In a move that has been described as “purely an accounting measure”, the Bank of Portugal has just transferred €1.985 billion in what is termed “best quality debt” from good bank Novo Banco to ‘bad bank’ BES, which will now finally go into liquidation.
The decision, explains Reuters news agency, “will help boost Novo Banco’s balance sheet” by (no prizes for guessing) €1.985 billion.
“The measure will mean that a series of bonds transferred to Novo Banco at the time of the rescue (in 2014) will be removed from its balance sheet and sent back to BES,” said Reuters.
MPs have since told journalists that none of Novo Banco’s account holders will be affected, nor will the transfer rebound on Portugal’s taxpayers, as ‘damages’ this time fall on “institutions”, all of whom had apparently seen this scenario coming.
The Bank of Portugal’s decision followed the discovery of a €1.4 billion “hole” “identified last month in the bank’s capital by the European Central Bank”, adds Reuters.

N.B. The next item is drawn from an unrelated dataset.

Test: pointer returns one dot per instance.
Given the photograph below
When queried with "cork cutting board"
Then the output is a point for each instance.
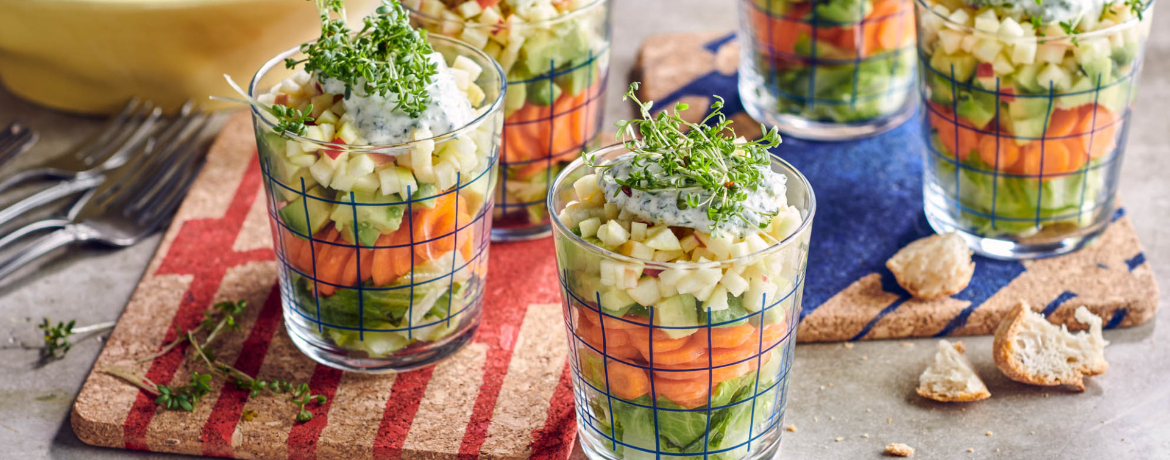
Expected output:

With the hole now well and truly plugged, Novo Banco’s disastrous sale process – pulled in September as all bets were considered too low – will now be relaunched.
In a statement put out by the Bank of Portugal, January has been given as the new date, and, as Reuters suggests: “The resolution of the capital shortfall could represent the lifting of an important hurdle in the sale.”
What no one appears to be mentioning at this point are legal actions pending over so-called toxic debt bundled away in BES. These include an €835 million suit launched by investment bankers Goldman Sachs and backed by a New Zealand Superannuation Fund which “lost” €150 million in the BES “good bank/bad bank” carve up.
UPDATE: Within hours of this news coming through, ATM – the national association of market investors and technicians – had declared the move “manifestly illegal” and were preparing for court action.